The splashes of color are signs of the season. The hatchery holds brood trout for the yearly spawn. Following the brook trout run, now underway, come the brown trout within a few weeks...then the rainbows in December and January.

There’s natural spawning, of course, in some northeast Iowa streams. Most trout caught, though, are spawned under the eyes of hatchery workers at Manchester. Survival rates are hundreds of times higher; meeting the demand of 30,000 or so trout anglers who wade across nine northeast Iowa counties...and a growing number of urban fishing holes that support trout through the winter months.

“These are two-year old females; 14 inches, two to three pounds. Each one yields about 3,000 eggs,” explains Dave Marolf, Manchester hatchery manager as he tightens his grip on a slippery brood fish.

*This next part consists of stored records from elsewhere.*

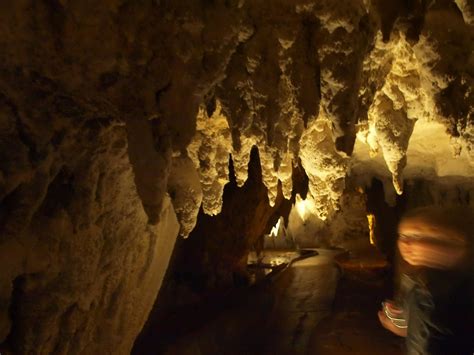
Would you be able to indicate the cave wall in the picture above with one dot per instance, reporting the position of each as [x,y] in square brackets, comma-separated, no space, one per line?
[118,117]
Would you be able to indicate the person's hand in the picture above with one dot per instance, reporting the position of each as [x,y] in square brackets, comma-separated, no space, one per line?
[387,324]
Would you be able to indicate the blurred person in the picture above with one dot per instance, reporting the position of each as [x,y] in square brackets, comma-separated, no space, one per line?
[434,310]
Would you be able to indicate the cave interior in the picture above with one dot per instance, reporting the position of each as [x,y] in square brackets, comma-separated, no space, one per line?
[225,176]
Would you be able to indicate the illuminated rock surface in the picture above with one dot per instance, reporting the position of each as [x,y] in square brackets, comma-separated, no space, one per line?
[106,107]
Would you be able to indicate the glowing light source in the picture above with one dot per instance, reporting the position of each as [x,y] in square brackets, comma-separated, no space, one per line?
[371,222]
[303,207]
[275,228]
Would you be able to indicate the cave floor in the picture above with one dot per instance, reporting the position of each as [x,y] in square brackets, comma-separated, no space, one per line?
[317,306]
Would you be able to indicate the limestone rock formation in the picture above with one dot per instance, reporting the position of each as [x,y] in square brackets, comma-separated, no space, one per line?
[107,107]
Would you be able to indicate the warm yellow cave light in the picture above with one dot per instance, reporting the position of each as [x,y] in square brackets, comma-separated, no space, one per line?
[371,222]
[303,207]
[275,228]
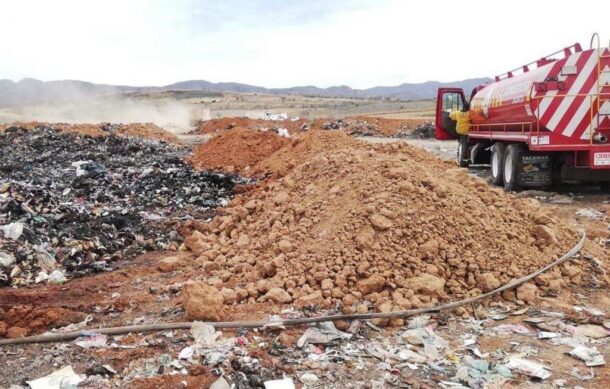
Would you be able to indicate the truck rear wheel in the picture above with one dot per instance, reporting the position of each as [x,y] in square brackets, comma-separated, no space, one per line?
[497,159]
[511,167]
[462,157]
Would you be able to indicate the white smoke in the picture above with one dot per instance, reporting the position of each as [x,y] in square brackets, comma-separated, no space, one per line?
[114,109]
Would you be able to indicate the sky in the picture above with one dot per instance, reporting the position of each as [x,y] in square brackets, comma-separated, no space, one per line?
[283,43]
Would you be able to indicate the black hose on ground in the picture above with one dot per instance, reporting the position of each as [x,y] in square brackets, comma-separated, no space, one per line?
[59,337]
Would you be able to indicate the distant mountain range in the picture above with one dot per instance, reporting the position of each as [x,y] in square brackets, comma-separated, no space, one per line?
[32,91]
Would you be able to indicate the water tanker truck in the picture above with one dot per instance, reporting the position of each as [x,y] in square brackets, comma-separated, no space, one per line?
[542,124]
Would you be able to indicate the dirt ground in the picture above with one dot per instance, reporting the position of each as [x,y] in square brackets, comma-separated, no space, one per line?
[145,290]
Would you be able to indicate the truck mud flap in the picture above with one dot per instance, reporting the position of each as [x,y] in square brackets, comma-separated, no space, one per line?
[535,169]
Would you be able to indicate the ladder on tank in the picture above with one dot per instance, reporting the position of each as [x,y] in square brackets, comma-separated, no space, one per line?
[603,86]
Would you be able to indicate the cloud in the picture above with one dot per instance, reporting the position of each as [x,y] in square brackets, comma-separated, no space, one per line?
[284,43]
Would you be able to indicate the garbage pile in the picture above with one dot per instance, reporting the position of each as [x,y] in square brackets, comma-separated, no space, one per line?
[140,130]
[366,226]
[354,126]
[424,131]
[72,204]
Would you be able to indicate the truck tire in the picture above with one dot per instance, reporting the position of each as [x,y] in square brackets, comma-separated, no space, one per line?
[511,167]
[497,160]
[462,154]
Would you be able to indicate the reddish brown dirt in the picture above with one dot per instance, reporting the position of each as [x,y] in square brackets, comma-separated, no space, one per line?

By comparison, one three year old stretches to 16 inches and weighs four pounds; looking like a torpedo compared to the others.

Firmly stroking the undersides of the female trout, Marolf and Randy Mack direct streams of golden eggs into plastic bowls. Then, a couple male trout are used to add sperm. A saline solution is added, with a turkey feather used to stir the concoction. Within a couple minutes, the eggs are poured into an incubator tray, set under the constant, running water diverted from Spring Branch Creek, outside. In three weeks, the hatchery crew will go through the trays, siphoning off dead, unfertilized eggs. A couple weeks later, the viable eggs hatch as sac-fry.

“We spawn enough to produce about 100,000 brook trout,” says Marolf. “Most of them—50,000 to 60,000—will be stocked in 2010, as catchable, half-pound fish. Some will be stocked in 2009 as fingerlings. Most of the rest will be used to feed muskies produced at our Rathbun hatchery.”

However, this year’s floods leave a gap in 2009 brook trout stocking. Nearly all brook trout spawned last fall were washed away. “We had a few end up in the rainbow trout runs, but basically all of the brook trout that would have been catchable in 2009 were washed downstream,” says Marolf. Recovered rainbow trout and surplus rainbows from other agencies will fill the stocking schedules. There just won’t be any brookies next year.

With the brook trout spawn going strong, crews have corralled over 250 wild brown trout from French Creek, in Winneshiek County, for the next round of spawning. Then hatchery-raised rainbows will round out the spawning schedule. As eggs from the three species hatch, the fingerlings will be doled out to Iowa’s other two trout stations, near Elkader and Decorah, to be raised for future stocking.